CD / digital, self-released, 2010
Maybe it’s just me, but the idea of an album with Dramacore in the title would immediately suggest an emo band favoured by teenagers, or someone taking the piss in a big way (Caustic, did you miss a trick here?). But no, a quick look at their website suggests a band who are deadly serious, and with lofty aims: “In 2010 [this album] will be released and industrial music shall be redefined.”
They certainly aim high, suggesting that they are “symphonic industrial music”. Which makes a change from symphonic black metal, I guess. Not that you’d detect much of either in the opening track, “Demons Of Fame”, which suggests both Stromkern and Justin Warfield in its string-sample laden, industrial hip-hop stylings. It’s pretty good, too, other than a desperately imbalanced production that overdoes the strings to the detriment of everything else.
“Dramacore” begins well, too, with bursts of drum’n’bass and sheets of guitar sounding pretty savage, but it quickly descends into yet another morass of noise where every single element in the sound sounds muddy and buried – almost as if they are fighting for space. It gets worse, too – “Pikachu Warriors” sounds like the result of a drunken bet, nonsensical lyrics occasionally audible through about ten additional elements too many: which is a shame, as there is a great track in there desperate to get out.
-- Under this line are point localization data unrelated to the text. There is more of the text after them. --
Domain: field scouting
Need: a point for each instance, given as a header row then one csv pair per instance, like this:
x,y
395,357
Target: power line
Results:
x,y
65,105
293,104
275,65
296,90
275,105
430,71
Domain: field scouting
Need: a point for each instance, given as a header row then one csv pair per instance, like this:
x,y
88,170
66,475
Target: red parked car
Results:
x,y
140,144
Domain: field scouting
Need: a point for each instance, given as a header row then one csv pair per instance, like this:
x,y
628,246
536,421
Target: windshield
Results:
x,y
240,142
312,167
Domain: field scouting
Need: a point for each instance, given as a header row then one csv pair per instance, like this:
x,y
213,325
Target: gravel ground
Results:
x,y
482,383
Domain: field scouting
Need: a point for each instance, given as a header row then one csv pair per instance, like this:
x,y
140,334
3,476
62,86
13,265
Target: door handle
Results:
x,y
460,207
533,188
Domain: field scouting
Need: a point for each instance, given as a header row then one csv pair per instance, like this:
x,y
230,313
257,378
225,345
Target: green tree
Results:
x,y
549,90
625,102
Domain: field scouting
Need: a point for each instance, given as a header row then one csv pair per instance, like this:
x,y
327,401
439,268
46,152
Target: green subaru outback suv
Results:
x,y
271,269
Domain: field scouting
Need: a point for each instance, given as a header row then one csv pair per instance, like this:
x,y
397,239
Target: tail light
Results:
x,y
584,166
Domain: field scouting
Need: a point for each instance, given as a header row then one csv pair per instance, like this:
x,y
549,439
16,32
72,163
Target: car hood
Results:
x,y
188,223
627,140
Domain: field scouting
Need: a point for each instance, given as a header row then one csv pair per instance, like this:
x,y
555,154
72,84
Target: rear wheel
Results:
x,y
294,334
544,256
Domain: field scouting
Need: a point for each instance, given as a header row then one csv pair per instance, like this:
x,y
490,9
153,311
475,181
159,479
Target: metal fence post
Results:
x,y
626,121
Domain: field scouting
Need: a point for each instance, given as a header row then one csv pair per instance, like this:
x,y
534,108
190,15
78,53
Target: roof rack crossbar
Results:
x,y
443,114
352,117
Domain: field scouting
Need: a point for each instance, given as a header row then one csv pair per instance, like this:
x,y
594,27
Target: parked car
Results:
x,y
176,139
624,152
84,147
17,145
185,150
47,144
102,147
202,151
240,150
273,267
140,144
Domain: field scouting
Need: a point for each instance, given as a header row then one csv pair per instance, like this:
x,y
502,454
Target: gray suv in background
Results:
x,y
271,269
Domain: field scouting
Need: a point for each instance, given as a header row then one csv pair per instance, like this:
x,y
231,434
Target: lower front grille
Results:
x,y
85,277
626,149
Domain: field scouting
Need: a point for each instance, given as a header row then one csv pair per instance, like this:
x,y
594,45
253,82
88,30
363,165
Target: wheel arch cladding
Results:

It’s a recurring theme through this infuriating album, actually. At no point did *anyone* involved realise that there is far too much going on in just about every single song – and at sixty-six minutes for twelve songs, it’s something of an endurance test as it is – especially with production this poor. I say “production”, as it’s so poor and amateurish to suggest that it’s little more than on passing terms with the word. And this is something particularly galling when they suggest that they are taking the place of “Manson [and] Trent” in “Dramacore”, two artists that, for all their faults, always have ended up with impeccably produced albums.
In fact, this lack of a production is such a barrier to enjoyment of the album – I’m sure that there are at least four or five more great songs here if only someone had just said “stop” at the right point in the recording process – that sadly it’s all-but impossible to listen to the whole album in one sitting. Or if you can, you have a damned sight more patience and tolerance than I have. I’d be intrigued, actually, to see what would happen with some outside remixers getting hold of tracks from it – maybe someone from the outside might be able to help bring out the listenable core to the forefront, and prove that some of this was a good idea, as I’m convinced some of it really is.
Other tracks worth highlighting – “Conveniently Confused” is the one to ensure you avoid, as the song itself is buried so deep in the mix behind a ridiculously bright and prominent orchestral sample that it’s not even worth trying to dig out the godawful ballad that it is; “Enemy” has an awesome gunfire-like drum rhythm at points, but otherwise seems to be trying to be four different songs in less than five minutes; while “Nothing” goes full tilt towards Black Metal, but appears to have forgotten most of the guitars along the way.
Lofty aims, certainly. Just a shame that it falls flat on its arse attempting to reach greater heights.